API security also comes down to API discovery. A platform-based approach to API security allows you to know all of your cross-organizational APIs — and what they are connecting with externally. An API management platform will also allow you to automate a lot of your security needs.
Real-Time Protection Needed
As host of the eXecutive Security Podcast Gene Fay recommends, while APIs widen your attack surface, in order to mitigate your API threats, you need to understand and protect your APIs in real time. This requires real-time analysis of the actual traffic hitting your endpoints.
“To accomplish this goal, consider platforms that automatically discover and profile APIs. A dedicated platform can enable you to gain a holistic view of your organization’s API attack surface, as you can’t protect what you don’t know you have,” Fay said.
And then you need to extend your API protection to real time, too. Starting with both application-centric and attacker-centric perimeter protection, Fay says. This is to quickly identify abnormal app behavior, including attack vectors and cadence.
API Security Requires a Platform-First Approach
For CEO of Apiwiz API lifecycle management platform Rakshith Rao, these security assurances, guardrails and deployable assets can all be achieved through the right platform acting as a control plane or single pane of glass across your full API program.
“In order to reduce the cost and complexity of enterprise API management, API strategy must continue to evolve from a project-based approach to a platform-based approach.

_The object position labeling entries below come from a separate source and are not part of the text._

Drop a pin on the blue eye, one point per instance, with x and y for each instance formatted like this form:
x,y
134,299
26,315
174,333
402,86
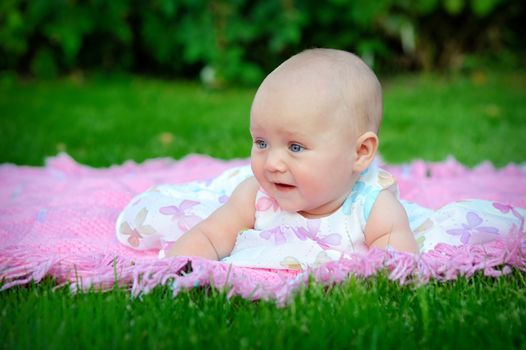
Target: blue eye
x,y
261,144
296,148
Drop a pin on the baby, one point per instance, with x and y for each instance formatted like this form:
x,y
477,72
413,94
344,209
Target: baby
x,y
315,193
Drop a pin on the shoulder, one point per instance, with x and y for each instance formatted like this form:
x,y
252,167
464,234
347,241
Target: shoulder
x,y
387,214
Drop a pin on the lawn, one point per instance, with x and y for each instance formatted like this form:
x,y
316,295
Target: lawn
x,y
103,121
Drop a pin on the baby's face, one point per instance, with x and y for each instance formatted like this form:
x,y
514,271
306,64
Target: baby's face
x,y
303,152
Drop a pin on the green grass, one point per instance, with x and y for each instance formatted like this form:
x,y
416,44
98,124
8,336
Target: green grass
x,y
373,313
107,121
102,122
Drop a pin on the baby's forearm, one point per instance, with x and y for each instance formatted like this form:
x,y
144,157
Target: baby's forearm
x,y
194,243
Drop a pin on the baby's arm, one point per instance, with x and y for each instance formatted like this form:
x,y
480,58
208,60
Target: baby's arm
x,y
214,237
388,225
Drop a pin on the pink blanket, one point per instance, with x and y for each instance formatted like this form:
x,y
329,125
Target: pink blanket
x,y
59,220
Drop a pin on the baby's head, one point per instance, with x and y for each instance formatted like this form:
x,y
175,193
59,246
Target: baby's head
x,y
314,121
336,84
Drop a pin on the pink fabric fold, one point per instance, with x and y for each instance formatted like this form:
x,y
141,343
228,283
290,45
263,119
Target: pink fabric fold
x,y
58,221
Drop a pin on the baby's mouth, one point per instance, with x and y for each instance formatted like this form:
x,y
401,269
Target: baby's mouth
x,y
283,187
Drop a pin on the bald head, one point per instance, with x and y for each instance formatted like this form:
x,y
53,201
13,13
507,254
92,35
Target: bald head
x,y
332,82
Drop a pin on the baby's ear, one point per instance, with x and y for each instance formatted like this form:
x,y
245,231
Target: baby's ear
x,y
366,147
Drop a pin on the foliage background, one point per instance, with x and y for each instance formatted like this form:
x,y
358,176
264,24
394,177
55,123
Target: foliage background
x,y
239,41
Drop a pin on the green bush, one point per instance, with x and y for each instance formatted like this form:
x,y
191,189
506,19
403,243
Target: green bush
x,y
241,40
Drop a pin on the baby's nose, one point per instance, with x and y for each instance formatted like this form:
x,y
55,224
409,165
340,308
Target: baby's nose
x,y
275,161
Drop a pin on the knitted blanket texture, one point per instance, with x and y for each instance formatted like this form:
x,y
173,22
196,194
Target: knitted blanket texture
x,y
59,221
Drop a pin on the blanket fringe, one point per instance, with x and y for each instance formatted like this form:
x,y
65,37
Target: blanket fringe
x,y
104,272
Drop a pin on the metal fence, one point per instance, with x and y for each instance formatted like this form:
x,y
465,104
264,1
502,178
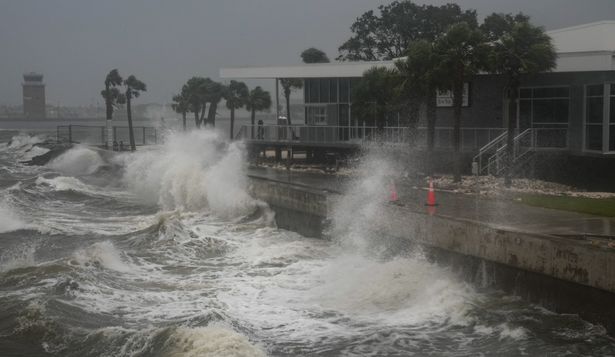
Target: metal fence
x,y
97,135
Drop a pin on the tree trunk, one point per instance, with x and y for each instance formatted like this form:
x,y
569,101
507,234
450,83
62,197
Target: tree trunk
x,y
512,124
431,130
457,102
252,119
211,114
109,116
131,133
202,119
197,123
288,108
232,122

Solving a problem within a team or business unit is no longer enough. Problems must be solved end to end,” Rao said.
An API platform-based approach comes is based on four principles:
By automating through an API platform-based approach, you not only acquire API discoverability — you know which data is flowing through which internal and external APIs — but you also can centralize and enforce best practices and governance. You can automate and enforce API security from the top down. So security is taken care of and your developers can focus on solving interesting, novel and creative problems.